We seem to agree on this: you don't think there's any need for a way to determine whether two real numbers are equal.
For ordinary math, though, using some criterion for equality (for example x>=y and y>=x) is basic and not controversial. So it seems unconvincing (to me) when you seem to imply the opposite.
There is an easy way to prove two numbers are equal. Typically in the reals there are three possibilities: a > b, a < b, a = b. If you eliminate a > b and a < b then you are left to conclude a = b. And this is exactly what is done in Apostol's Calculus Vol 1 (IMHO the greatest calc book ever written) chapter 1 when he proves that the area under n^2 is EXACTLY (n^3)/3, with no "calculus". You would be shocked how far into calculus the author gets with just that theorem. Can't recommend that book enough.
Thanks, I'll take a look. I like that kind of thing very much.
I use applied math. I haven't taken a class in real analysis. But it's fun how often grinding out the solution to a "real world," practical PDE turns out not to actually be the nicest (simplest and/or clearest and/or sufficiently insight-producing) way to understand the (hopefully) corresponding physical problem in the lab.

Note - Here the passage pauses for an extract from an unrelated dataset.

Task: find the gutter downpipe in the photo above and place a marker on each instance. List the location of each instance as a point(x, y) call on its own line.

Stripping off the "calculus" and replacing it by limits sometimes seems to help highlight alternate perspectives that the magic "integrals" and "derivatives" kind of conceal.
Even when it's not more effective, it's definitely more fun.
> you don't think there's any need for a way to determine whether two real numbers are equal.
You are putting words in my mouth.
And you clearly do not understand the answer.
I guess I'm not very good at ELI5 because I very clearly answered your question with your own proposal.
Maybe when you get to college a professor can do a better job explaining it to you (if you actually make it to college, because you're going to struggle very hard if that's how you think when an answer is spoon-fed to you).